Rangoon movie review: A familiar thriller with lots to like
There's so much to like about Gautham Karthik's "Rangoon", despite the familiar path it takes to narrate a story of friendship, betrayal and loss. This is the kind of film where you walk out with the feeling of having watched it before -- more than once -- but still don't have major complaints. It's the kind of film that works solely because it has cracked the knack of winning over audiences with familiar content, and the whole credit goes to its director Rajkumar, a former associate of A.R. Murugadoss.
There have been umpteen numbers of films on friendship and betrayal, and "Rangoon" isn't any different when it comes to its story and presentation. But the way it is narrated, in a gritty and taut fashion, is where it scores big, making it a cut above the rest of the films in the same genre. The friendship between the lead characters is crackling, and the actors perform with such earnestness, you're convinced their bond is real. Since you connect with them on an emotional level, you empathize when one among them is cheated.
The story is set in north Chennai, and Rajkumar captures its milieu quite authentically. It only reminds me of another Tamil film, "Madras", which was also set in a similar milieu and was unimaginably real. Set against the backdrop of smuggling, just like Suriya-starrer Ayan, "Rangoon" shows us that it takes a lot of creativity to smuggle. We are shown how gold biscuits can be hidden in all sorts of things -- from cylinders and statues to Mysore paks.

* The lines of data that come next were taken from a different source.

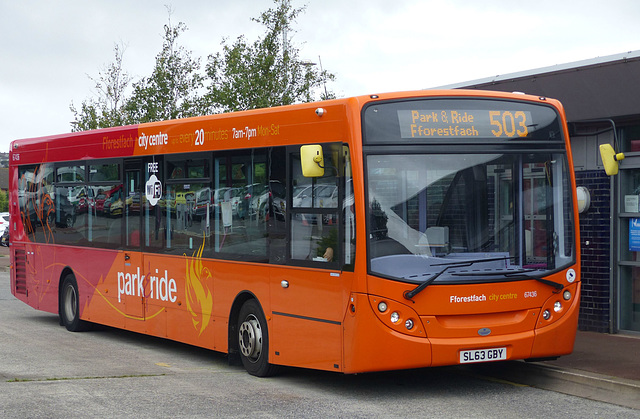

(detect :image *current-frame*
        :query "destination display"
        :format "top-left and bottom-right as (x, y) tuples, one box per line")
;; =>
(398, 109), (535, 139)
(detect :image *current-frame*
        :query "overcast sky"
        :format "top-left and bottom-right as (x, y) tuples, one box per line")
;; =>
(0, 0), (640, 152)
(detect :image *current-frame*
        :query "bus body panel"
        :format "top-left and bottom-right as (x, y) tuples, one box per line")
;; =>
(269, 267), (353, 371)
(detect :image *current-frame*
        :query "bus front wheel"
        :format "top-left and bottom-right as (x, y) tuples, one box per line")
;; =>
(238, 300), (276, 377)
(60, 274), (89, 332)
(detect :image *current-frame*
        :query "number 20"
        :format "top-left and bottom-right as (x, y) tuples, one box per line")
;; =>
(195, 129), (204, 145)
(489, 111), (529, 137)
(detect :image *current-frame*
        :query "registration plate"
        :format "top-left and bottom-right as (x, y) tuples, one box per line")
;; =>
(460, 348), (507, 364)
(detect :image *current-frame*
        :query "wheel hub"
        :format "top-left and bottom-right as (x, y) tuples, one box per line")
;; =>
(238, 315), (262, 362)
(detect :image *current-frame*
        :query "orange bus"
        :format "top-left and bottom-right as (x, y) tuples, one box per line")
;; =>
(9, 90), (580, 376)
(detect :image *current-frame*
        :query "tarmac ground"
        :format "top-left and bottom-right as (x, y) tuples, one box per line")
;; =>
(0, 246), (640, 410)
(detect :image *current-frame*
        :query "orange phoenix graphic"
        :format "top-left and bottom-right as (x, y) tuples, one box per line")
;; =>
(185, 237), (213, 335)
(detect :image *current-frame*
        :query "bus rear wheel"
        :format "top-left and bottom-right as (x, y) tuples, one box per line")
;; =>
(59, 274), (89, 332)
(238, 300), (277, 377)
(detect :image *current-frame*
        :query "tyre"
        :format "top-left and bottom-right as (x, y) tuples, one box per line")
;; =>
(59, 274), (90, 332)
(238, 300), (277, 377)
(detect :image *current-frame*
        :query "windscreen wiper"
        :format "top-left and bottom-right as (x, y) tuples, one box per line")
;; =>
(451, 269), (564, 290)
(402, 256), (510, 301)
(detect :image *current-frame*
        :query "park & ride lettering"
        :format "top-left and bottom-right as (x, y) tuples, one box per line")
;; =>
(410, 110), (480, 138)
(118, 268), (178, 303)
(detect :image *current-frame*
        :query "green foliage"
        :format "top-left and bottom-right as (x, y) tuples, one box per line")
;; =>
(125, 22), (203, 123)
(70, 44), (131, 131)
(206, 1), (334, 112)
(70, 0), (335, 131)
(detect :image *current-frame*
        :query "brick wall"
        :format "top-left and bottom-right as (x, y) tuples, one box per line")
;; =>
(576, 170), (612, 333)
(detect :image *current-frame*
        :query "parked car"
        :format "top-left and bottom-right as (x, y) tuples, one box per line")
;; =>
(0, 227), (11, 247)
(0, 212), (9, 235)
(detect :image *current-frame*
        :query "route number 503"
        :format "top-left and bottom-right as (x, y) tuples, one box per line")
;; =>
(489, 111), (529, 137)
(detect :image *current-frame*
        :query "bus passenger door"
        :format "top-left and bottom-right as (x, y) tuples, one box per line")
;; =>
(118, 160), (146, 320)
(270, 144), (353, 371)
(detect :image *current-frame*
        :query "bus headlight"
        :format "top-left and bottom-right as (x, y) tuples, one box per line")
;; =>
(369, 295), (428, 337)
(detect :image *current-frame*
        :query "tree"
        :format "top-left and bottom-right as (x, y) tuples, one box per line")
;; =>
(125, 11), (203, 123)
(69, 44), (131, 131)
(70, 0), (335, 131)
(206, 0), (335, 112)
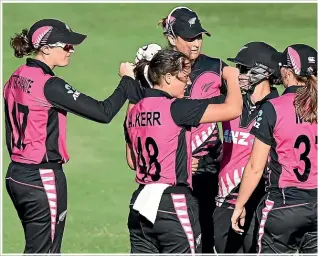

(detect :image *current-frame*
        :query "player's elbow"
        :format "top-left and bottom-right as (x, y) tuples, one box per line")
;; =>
(248, 160), (264, 175)
(232, 102), (243, 118)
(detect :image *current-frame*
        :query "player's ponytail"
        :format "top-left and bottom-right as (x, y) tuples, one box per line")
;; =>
(10, 29), (35, 58)
(157, 17), (168, 29)
(134, 59), (152, 88)
(294, 73), (317, 123)
(134, 50), (190, 87)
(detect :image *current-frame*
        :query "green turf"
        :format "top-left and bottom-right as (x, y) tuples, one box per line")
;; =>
(1, 3), (317, 253)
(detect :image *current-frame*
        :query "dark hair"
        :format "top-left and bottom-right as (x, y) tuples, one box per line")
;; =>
(294, 73), (317, 123)
(134, 50), (190, 85)
(10, 29), (36, 58)
(158, 16), (175, 49)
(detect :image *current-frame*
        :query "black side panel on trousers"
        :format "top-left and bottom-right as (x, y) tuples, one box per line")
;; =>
(257, 196), (318, 254)
(128, 189), (201, 254)
(6, 163), (67, 253)
(192, 164), (220, 253)
(213, 207), (258, 253)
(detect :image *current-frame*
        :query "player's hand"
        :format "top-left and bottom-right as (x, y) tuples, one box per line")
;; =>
(135, 44), (161, 63)
(118, 62), (135, 79)
(222, 66), (240, 80)
(239, 74), (251, 90)
(231, 207), (246, 235)
(192, 157), (199, 173)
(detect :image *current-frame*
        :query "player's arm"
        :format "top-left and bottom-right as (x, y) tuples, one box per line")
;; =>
(44, 76), (139, 123)
(124, 103), (136, 170)
(171, 67), (243, 127)
(220, 60), (228, 95)
(200, 67), (243, 123)
(235, 102), (276, 209)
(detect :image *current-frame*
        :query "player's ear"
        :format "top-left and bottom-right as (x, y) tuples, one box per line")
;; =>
(167, 36), (176, 46)
(40, 45), (50, 55)
(164, 73), (172, 85)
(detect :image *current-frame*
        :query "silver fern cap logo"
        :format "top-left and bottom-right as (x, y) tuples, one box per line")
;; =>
(188, 17), (197, 27)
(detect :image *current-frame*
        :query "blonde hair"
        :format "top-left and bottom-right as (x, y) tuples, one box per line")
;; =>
(294, 74), (317, 123)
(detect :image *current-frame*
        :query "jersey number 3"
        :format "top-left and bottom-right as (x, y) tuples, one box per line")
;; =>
(294, 135), (311, 182)
(137, 137), (161, 181)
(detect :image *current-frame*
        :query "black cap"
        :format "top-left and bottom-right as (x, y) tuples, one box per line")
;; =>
(165, 7), (211, 40)
(272, 44), (317, 77)
(28, 19), (86, 49)
(227, 42), (280, 77)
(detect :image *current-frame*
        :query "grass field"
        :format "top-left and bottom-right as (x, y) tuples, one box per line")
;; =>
(1, 3), (317, 253)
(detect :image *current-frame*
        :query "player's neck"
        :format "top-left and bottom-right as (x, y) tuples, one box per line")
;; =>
(251, 80), (271, 104)
(35, 54), (55, 70)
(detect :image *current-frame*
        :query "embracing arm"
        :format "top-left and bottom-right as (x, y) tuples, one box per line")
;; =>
(44, 76), (139, 123)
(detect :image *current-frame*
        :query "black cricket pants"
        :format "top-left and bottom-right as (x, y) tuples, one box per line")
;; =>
(6, 163), (67, 253)
(128, 186), (201, 254)
(257, 188), (318, 254)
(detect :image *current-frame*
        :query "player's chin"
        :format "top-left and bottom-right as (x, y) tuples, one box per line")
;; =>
(58, 57), (70, 67)
(189, 51), (200, 60)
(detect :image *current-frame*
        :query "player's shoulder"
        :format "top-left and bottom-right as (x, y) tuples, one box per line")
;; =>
(195, 54), (226, 73)
(198, 54), (222, 64)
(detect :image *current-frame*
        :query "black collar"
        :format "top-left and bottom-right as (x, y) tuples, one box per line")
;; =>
(283, 85), (301, 94)
(26, 58), (55, 76)
(145, 88), (173, 99)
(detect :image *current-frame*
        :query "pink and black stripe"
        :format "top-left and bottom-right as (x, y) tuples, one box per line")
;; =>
(171, 194), (195, 255)
(40, 169), (57, 242)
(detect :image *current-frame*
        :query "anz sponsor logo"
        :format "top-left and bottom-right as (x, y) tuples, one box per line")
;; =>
(192, 123), (216, 152)
(65, 84), (81, 100)
(254, 109), (263, 129)
(223, 130), (254, 146)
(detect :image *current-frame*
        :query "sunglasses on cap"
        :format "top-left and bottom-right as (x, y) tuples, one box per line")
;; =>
(48, 42), (75, 53)
(235, 64), (251, 74)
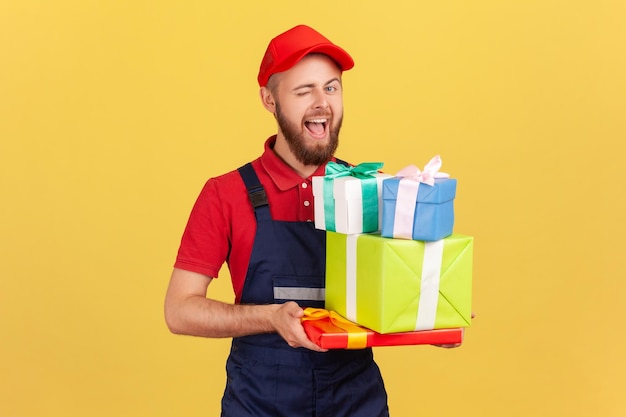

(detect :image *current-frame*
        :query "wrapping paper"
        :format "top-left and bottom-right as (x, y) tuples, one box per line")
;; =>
(312, 162), (391, 234)
(381, 156), (456, 241)
(325, 232), (473, 334)
(302, 308), (463, 349)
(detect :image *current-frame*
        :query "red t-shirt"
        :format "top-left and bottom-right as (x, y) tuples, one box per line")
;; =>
(174, 136), (336, 302)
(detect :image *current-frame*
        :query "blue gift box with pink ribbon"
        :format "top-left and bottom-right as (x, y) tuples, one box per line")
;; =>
(381, 155), (456, 241)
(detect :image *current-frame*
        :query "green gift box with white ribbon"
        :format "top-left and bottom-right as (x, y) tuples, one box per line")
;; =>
(312, 162), (392, 234)
(326, 232), (473, 334)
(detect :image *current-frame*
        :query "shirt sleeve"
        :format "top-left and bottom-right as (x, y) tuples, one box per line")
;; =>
(174, 179), (230, 278)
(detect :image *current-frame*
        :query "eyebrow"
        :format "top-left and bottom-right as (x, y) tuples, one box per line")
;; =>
(292, 77), (341, 91)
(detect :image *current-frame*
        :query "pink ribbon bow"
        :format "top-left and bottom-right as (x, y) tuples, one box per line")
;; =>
(396, 155), (450, 185)
(393, 155), (450, 239)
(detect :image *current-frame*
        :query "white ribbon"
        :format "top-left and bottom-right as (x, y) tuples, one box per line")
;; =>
(346, 235), (359, 322)
(415, 239), (444, 331)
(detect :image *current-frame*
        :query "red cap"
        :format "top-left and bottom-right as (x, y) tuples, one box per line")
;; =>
(257, 25), (354, 87)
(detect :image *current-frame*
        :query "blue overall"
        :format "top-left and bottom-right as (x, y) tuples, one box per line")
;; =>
(221, 164), (389, 417)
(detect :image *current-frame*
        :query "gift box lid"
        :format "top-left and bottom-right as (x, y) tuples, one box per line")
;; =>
(383, 177), (456, 204)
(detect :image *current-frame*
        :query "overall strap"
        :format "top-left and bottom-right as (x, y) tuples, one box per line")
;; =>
(237, 162), (271, 221)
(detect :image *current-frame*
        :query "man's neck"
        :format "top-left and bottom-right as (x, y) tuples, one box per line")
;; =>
(274, 135), (319, 178)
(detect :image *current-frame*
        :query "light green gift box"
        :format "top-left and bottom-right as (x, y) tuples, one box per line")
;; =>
(326, 232), (473, 333)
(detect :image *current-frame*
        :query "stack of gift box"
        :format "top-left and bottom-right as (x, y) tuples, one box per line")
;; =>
(303, 156), (473, 348)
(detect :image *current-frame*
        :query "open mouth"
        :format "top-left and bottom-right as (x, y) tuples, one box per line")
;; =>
(304, 118), (328, 138)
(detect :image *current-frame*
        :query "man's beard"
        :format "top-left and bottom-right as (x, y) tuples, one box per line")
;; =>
(276, 103), (343, 165)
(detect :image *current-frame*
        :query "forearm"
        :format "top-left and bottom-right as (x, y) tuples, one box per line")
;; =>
(165, 295), (280, 338)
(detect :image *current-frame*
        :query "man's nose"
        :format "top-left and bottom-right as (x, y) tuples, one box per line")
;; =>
(313, 89), (328, 109)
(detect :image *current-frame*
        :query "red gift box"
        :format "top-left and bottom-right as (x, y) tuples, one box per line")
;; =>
(302, 308), (463, 349)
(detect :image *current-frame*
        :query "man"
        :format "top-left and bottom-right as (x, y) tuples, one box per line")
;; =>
(165, 25), (388, 417)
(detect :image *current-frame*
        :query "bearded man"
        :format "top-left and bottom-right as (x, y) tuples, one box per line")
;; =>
(165, 25), (389, 417)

"Rangoon" has its issues, especially the way it treats its heroine. Sana, unfortunately, in her debut has very little to contribute. This is the kind of story that would work wonders even without a heroine, especially if she has no better job than to look pretty on screen. She is introduced as an aspiring singer but we don't quite follow her journey. It's sad because the story is also about finding one's ambition. Gautham has a dream; he aspires to open a jewellery store, while willing to ditch the career of smuggling for his lady love.
Nevertheless, "Rangoon" doesn't disappoint. Gautham, for instance, hasn't been so impressive and it's easily his best work yet. From getting tanned to picking up the local accent, he is a treat to watch, and he is the sort of hero we really need to root for.